Inhalt

Als Cherry auf einer Party die bezaubernde Emily kennenlernt, ist es sofort um ihn geschehen und seine entfernt lebende Freundin rasch vergessen. In der neuen Beziehung blüht er förmlich auf und es könnte eigentlich nicht besser laufen. Als Emily ihm dann eines Tages gesteht, dass sie in Kanada studieren möchte, bricht die heile Welt zusammen. Aus Trotz meldet sich Cherry freiwillig bei der Army…

Fazit

Ich liebe es, wenn mich ein Film so richtig kalt erwischt – und das war bei „Cherry“ absolut der Fall. Am Anfang hatte ich aufgrund der überlangen Laufzeit (knapp 2,5 Stunden) zum Schauen leichte Motivationsprobleme, doch nach wenigen Minuten waren diese Sorgen vollkommen vergessen. Das Werk teilt sich selbst in übersichtliche Kapitel ein und entwickelt einen unglaublichen Sog mit Höhen und Tiefen – was ich in diesem Fall allerdings als extrem positiv empfand und nicht als negative Kritik verstanden haben möchte.

Der Titel weißt ganz klar autobiografische Züge auf. So krass einige Abschnitte für sich erscheinen, so konsequent und glaubhaft fügen sie sich letztlich doch in das Gesamtbild ein. Was wie eine harmlose, unschuldige Teenie-Romanze begann, entwickelt sich zum waschechten Kriegsfilm und letztlich zu einem Drama mit jederzeit verständlich konstruierten Hintergründen.

Eine Zeitlang hat mich das Präsentierte ein wenig an den Klassiker „Dead Presidents“ erinnert, doch ab einem gewissen Punkt schlug man eine andere und wesentlich glaubwürdigere Gangart ein. Man ging mit vielen Themen wesentlich kritischer als bei manchen Konkurrenten um und bot uns Figuren, mit denen man sich perfekt identifizieren konnte. Natürlich wirkten die Darsteller zuweilen etwas arg jung, aber irgendwie übt gerade die unschuldige Ausstrahlung einen zusätzlichen Reiz aus. Man nimmt das Geschehen durchaus anders wahr, als wären hier harte Kerle am Start. Besonders die Zeit in der Army wirkte da viel hoffnungsloser und schwieriger.
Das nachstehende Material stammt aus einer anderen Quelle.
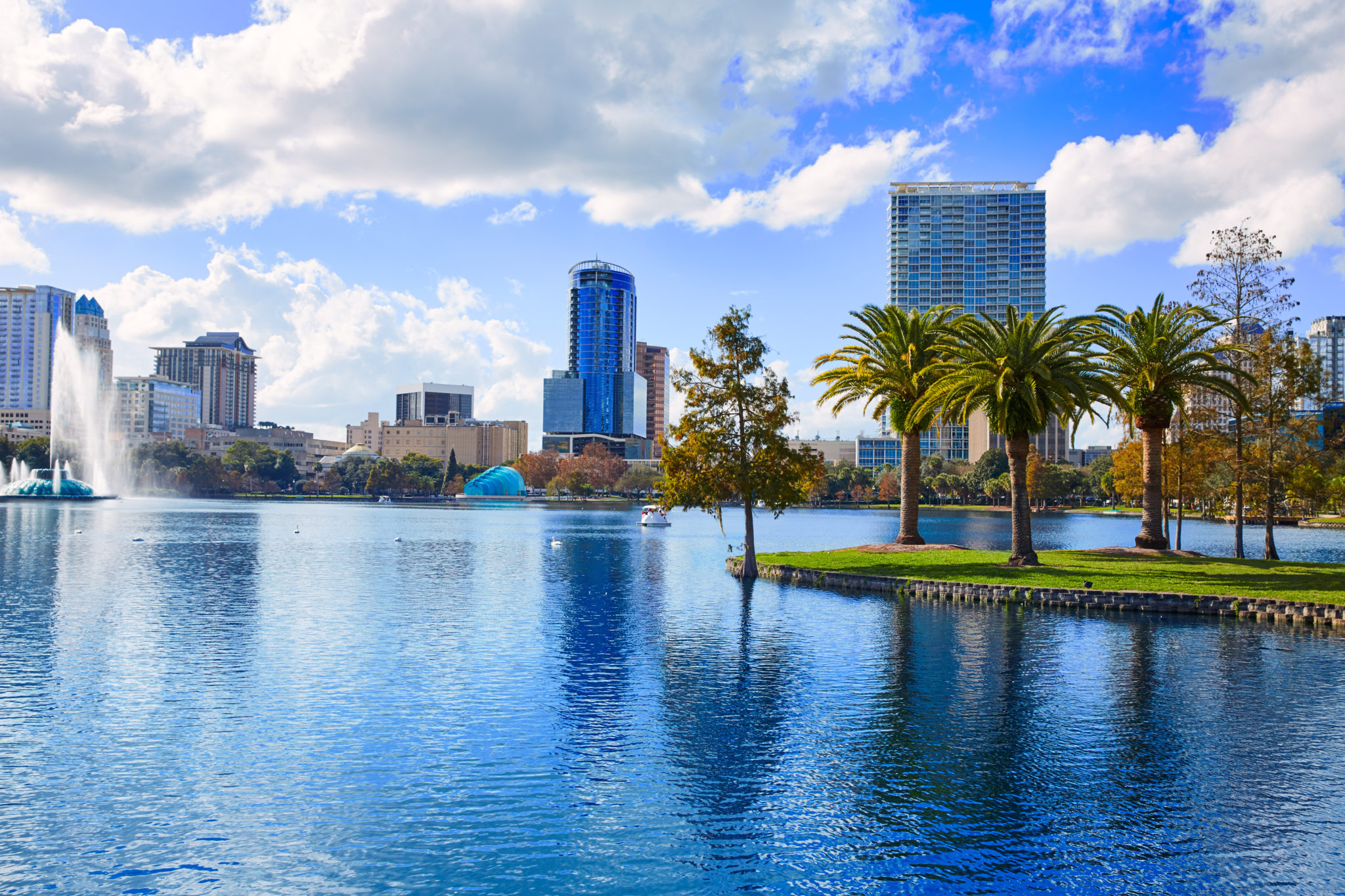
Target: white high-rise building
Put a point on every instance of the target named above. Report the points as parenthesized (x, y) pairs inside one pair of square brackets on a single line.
[(1327, 339), (979, 245), (30, 319)]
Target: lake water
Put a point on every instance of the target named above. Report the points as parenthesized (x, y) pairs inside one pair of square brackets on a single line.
[(232, 707)]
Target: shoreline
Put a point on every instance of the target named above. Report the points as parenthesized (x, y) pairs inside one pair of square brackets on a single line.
[(1320, 616)]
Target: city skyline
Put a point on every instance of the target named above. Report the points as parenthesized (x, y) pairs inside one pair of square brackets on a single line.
[(1146, 125)]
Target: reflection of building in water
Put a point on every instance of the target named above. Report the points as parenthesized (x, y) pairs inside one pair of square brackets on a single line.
[(595, 617), (30, 319)]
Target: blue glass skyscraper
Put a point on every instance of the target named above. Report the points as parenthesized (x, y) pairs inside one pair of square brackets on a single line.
[(599, 393), (978, 245)]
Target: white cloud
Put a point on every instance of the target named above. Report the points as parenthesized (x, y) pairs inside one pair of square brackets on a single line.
[(813, 195), (518, 214), (330, 351), (634, 105), (15, 247), (1279, 161), (965, 119), (1069, 33)]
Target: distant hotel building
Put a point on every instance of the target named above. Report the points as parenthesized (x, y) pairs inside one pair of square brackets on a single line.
[(651, 362), (981, 245), (225, 371), (436, 421), (599, 396), (30, 317), (305, 449), (152, 409), (978, 245)]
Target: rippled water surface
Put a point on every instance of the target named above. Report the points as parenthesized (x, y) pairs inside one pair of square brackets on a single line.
[(229, 706)]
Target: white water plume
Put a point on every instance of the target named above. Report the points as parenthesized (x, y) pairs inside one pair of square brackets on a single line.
[(81, 412)]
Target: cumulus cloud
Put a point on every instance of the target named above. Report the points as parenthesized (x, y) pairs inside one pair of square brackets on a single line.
[(1279, 161), (634, 105), (813, 195), (330, 351), (15, 247), (1069, 33), (965, 119), (518, 214)]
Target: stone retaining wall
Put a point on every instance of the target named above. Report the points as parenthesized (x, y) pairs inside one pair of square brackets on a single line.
[(1262, 609)]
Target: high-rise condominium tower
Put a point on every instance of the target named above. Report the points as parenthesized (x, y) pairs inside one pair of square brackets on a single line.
[(433, 403), (978, 245), (1327, 339), (225, 371), (599, 393), (30, 319), (651, 362)]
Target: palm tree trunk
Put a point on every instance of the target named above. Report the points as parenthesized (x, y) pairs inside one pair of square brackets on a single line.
[(1152, 517), (1020, 553), (910, 532), (748, 542), (1238, 485)]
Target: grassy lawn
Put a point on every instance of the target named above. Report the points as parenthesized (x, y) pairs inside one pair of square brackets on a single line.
[(1287, 581)]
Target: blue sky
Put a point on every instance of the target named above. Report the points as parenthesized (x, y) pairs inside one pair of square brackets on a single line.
[(384, 191)]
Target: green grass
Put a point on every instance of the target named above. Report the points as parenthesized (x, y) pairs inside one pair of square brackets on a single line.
[(1287, 581)]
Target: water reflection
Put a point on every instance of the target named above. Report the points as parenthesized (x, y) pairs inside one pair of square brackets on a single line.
[(229, 704), (724, 704)]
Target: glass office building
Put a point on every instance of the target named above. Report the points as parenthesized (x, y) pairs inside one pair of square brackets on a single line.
[(978, 245), (599, 393)]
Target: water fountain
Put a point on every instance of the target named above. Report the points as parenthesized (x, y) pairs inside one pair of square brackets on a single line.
[(79, 416)]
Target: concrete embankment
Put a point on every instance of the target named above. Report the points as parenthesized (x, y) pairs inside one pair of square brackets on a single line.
[(1256, 609)]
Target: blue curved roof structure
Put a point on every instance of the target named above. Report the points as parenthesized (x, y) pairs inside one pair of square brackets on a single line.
[(498, 481)]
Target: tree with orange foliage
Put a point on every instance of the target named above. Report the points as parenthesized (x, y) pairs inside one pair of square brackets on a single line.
[(539, 468)]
Durch seine tolle Erzählweise wurden die einzelnen Abschnitten klar getrennt und gleichzeitig elegant ineinander übergeleitet. Es gab Einblendungen über den jeweiligen Akt und eine passende Bezeichnung hierzu. Dazu gesellte sich die Stimme des Hauptakteures als Sprecher aus dem Off, der nicht selten mit vortrefflichen Bezeichnungen aufwarten konnte. Er behielt stets seine jugendhafte Weise bei und drückte die jeweilige Situation mit seiner zuweilen eher rohen Sprechweise aus, was nicht nur dem allgemeinen Charme, sondern eben bereits gelobter Authentizität nur zu Gute kam.

Es gab Momente, wo die Akteure aus unterschiedlichen Blickwinkeln (z.B. aus dem Spiegel) auf sich hinab blickten oder Szenen, die in einem kleinen Bildformat abliefen. Dies unterstreicht die Gefühlslage auf ganz eigene und ziemlich gelungene Weise, was in meinen Augen von echtem Kunsthandwerk spricht. Man hat sich bei der gesamten Konzeptionierung sichtlich Mühe gegeben und mit vergleichsweise einfachen Mitteln einen einmaligen Look abgeliefert.

Tom Holland drängt sich immer mehr in die Riege der großen Darsteller. Er legt hier eine Performance an den Tag, die man ihm selbst nach seinen stabilen Auftritten in „Spider-Man“ bzw. „Avengers“ kaum zugetraut hätte. Ja, er wirkt unglaublich jung, doch nach kurzer Eingewöhnung passt das schon recht gut. Gleiches kann man von Filmpartnerin Ciara Bravo ebenfalls behaupten – die Wandlung vom schüchternen Mädchen zum Junkie wurde überragend gespielt.

In diesem noch recht jungen Jahr ist „Cherry“ einer meiner ersten Geheimtipps geworden. Mich hat das Gezeigte dermaßen gepackt, fasziniert und unterhalten, dass ich ihn gerne in bleibender Erinnerung behalten und wärmstens weiterempfehlen werde. Sicherlich wurden nicht alle Aspekte von Grund auf neu erfunden, doch die fantastische Kombination miteinander sorgte für echte Begeisterung und einer Frische, die ich bei vielen anderen Werken in letzter Zeit sehr vermisst habe.